Low Speed, Continued
In its response to rumors of further delays, AMD pretty much confirmed that, but said that it was going to put out only low-speed tri-cores and even lower-speed Phenoms because OEMs wanted it that way.
Moving on, the initial B3 chips are going to be low-speed Barcelonas.
What should you think about this? You should think that this is what a company does when it can’t make many medium- to high-speed chips.
I’ll put it another way, these guys can’t get a 2.4GHz K10 out the door, and aren’t even promising one for another three-five months. In comparison, Intel has had a 2.4GHz, 65nm chip out the door for a year (and it will outperform the 2.4 Phenom whenever that comes out).
Intel’s done a few other things since then, so for at least the first half of the year, it can rest assured that its lowest-end Penryns will outperform AMD’s highest-end K10s on the desktop.
That won’t bother the OEMs too much with their budget boxes, provided the price is right, and that’s going to have to be pretty low, if not quite as low as current X2 prices.
The bottom line is these chips will leave AMD a bit less financially sick, but they certainly won’t get it back on its feet.

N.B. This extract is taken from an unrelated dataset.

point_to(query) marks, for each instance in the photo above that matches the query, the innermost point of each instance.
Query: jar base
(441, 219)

Hope springs eternal, so the attention will shift to 45nm. For now, well, the chip doesn’t even exist yet. First silicon won’t be out for a few more weeks.
The plan has AMD getting this chip from 45nm to starting production in five months. Can they do that? Only if everything goes right, but that brings up another issue: What does “right” mean these days.
Based on some of AMD’s choices the last few months, I suspect “right” has become “Getting something out the door that works on time,” rather than “Getting a competitive part out.”
I suspect AMD needs 45nm more to offset the production capacity drop due to the mothballing of Fab30 and to lower the production price than anything else, and they’re leaving performance in God’s hands.
After getting down to around $5.50, AMD stock has jumped up almost 15% the last two days because the Attorney General for the state of New York has decided to begin an antitrust investigation against Intel.
How important is this? Not very, this seems to be a “Me, too” investigation for the following reasons:
isn’t doing too well politically as of late, and the current AG would certainly like to be governor some day, he’s run for the job before
anything serious, the EC will have come up with a ruling, and the AMD lawsuit will be close to trial if not actually being tried. Any New York State effort will mostly piggyback on these cases.
As we’ve said before, based on differing antitrust laws, it’s more likely that the European Union will look favorably upon AMD’s claims than the U.S.. The New York investigation is another iron in the fire, but it doesn’t change the fundamentals of the situation.
The New York investigation looks to be more of an opportunistic placeholder for an easy win down the road should AMD do well elsewhere than anything else.